La única diferencia entre una dictadura y una democracia, advirtió Charles Bukowski un día en que no estaba borracho, es que en la segunda te permiten votar antes de obligarte a obedecer. Volaban los aviones invisibles hacia la base de Morón, se construían barracones, iba el perímetro de las instalaciones americanas cubriéndose de soldados como un cuerpo muerto infestado de gusanos, y a la vez pulsaba yo el interruptor de la radio y oía a algún intelectual que protestaba contra la guerra, o me sentaba a contemplar el rictus de preocupación de los tertulianos televisivos que manifestaban su desacuerdo con el gobierno, o encontraba a gente en los bares que pedía dimisiones y exigía abandonar las armas, y pensaba: seguramente democracia debe de querer decir una cosa distinta de lo que prometen los diccionarios, porque cómo es posible que un pueblo se muestre tan unánime a la hora de emitir un juicio sobre una cuestión de tan violenta actualidad y sus dirigentes lo desoigan con la misma indiferencia que prestan al repique de la lluvia sobre las alcantarillas.

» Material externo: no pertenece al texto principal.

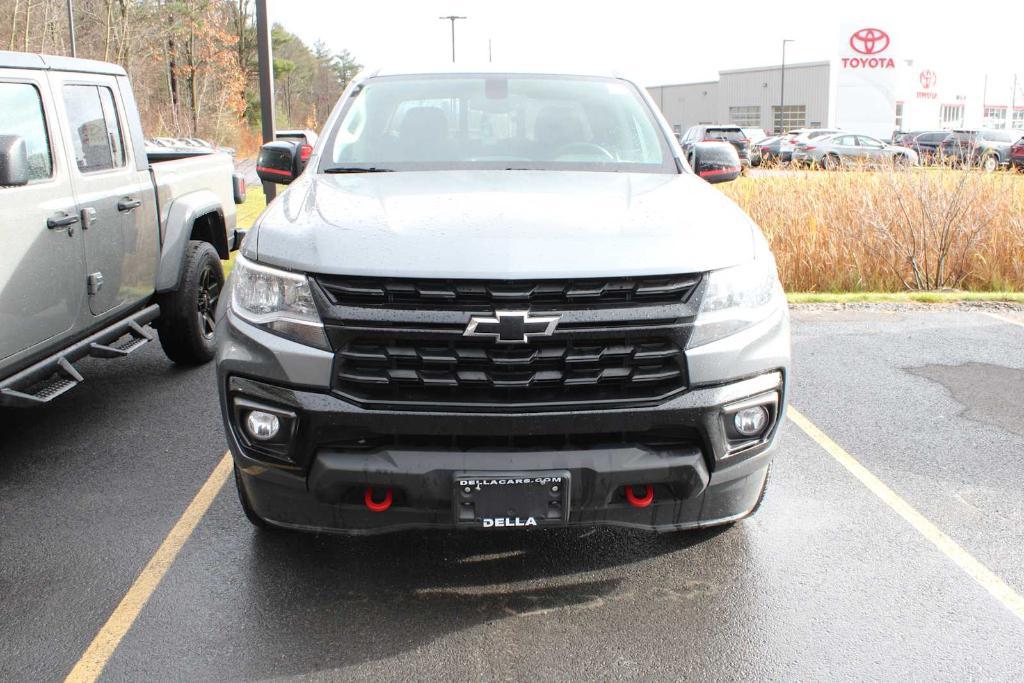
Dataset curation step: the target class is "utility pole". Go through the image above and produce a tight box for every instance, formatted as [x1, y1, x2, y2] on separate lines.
[439, 15, 467, 63]
[1011, 74, 1018, 123]
[779, 39, 794, 134]
[66, 0, 77, 57]
[256, 0, 277, 201]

Bastaba con darse un paseo por la calle y mirar un escaparate, leer un cartel o abrir un periódico para darse cuenta de que este pueblo no desea una guerra que sucede a los mismos kilómetros que las alfombras voladoras, que no está dispuesto a ser cómplice en una nueva masacre de inocentes, en el exterminio definitivo de cuatro pobres aldeas que el bloqueo ha arrasado ya suficientemente con el hambre y las epidemias. Había que ser muy miope o llevar las gafas muy mal calzadas para no darse cuenta de que los estudiantes hacían ruido, de que los jubilados cuchicheaban en los bancos de los parques, de que las amas de casa intercambiaban voces en los patios de vecinos, de que se sublevaban los dependientes de supermercado, los maestros, las secretarias, los trapecistas y los astrofísicos. Nadie estaba dispuesto a participar en una guerra que le llenaba de barro las manos y la conciencia, pero el gobierno seguía oyendo lluvia: hasta que por fin este sábado un cogotazo le obligó a prestar atención de una vez.

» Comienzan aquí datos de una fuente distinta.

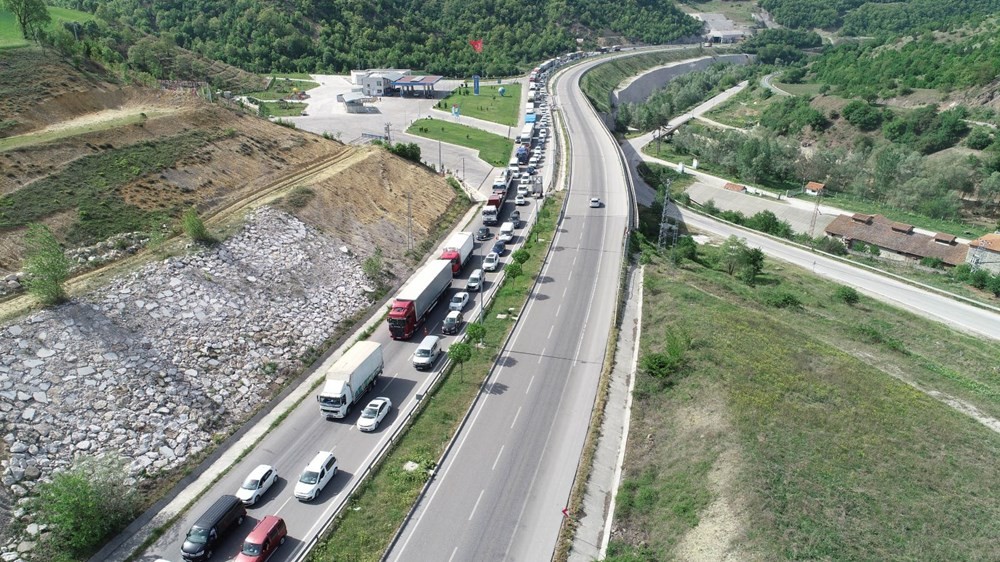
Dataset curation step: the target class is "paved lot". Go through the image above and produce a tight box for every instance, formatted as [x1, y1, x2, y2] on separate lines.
[283, 75, 533, 199]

¿Consiste la democracia en votar antes de obedecer? ¿Se puede decir todo, como afirmó el señor Aznar en aquel mitin que desbarató la furia de un pacifista, pero no se puede hacer nada? El hombre del bigote continúa diseñando sus estrategias en lo alto de la torre, manejando cartografías, compases y ejércitos a escala, mientras abajo una muchedumbre le grita que se ha quedado solo, que sus tropas de plomo están a punto de derretirse y que haría mejor retirándolas del teatro de operaciones. Allí estuvimos todos, en la Avenida de la Constitución de Sevilla, como en Granada, en Málaga, y en Madrid y en Londres, clamando a voz en cuello para vencer el rumor de la lluvia que ensordece a nuestros gobernantes: no queremos ninguna guerra, no colaboramos con asesinos, y si esta es una verdadera democracia y no la pantomima que denunciaba Bukowski, alguno de esos caballeretes que ocupan sillones en los ministerios tendrá que acabar por oírnos y actuar en consecuencia. No queremos ser partícipes de la erradicación masiva de millares de vidas con la excusa maniquea de la lucha del Bien contra el Mal, no deseamos seguir siendo el perro de pelea de un amo desquiciado. Que se enteren.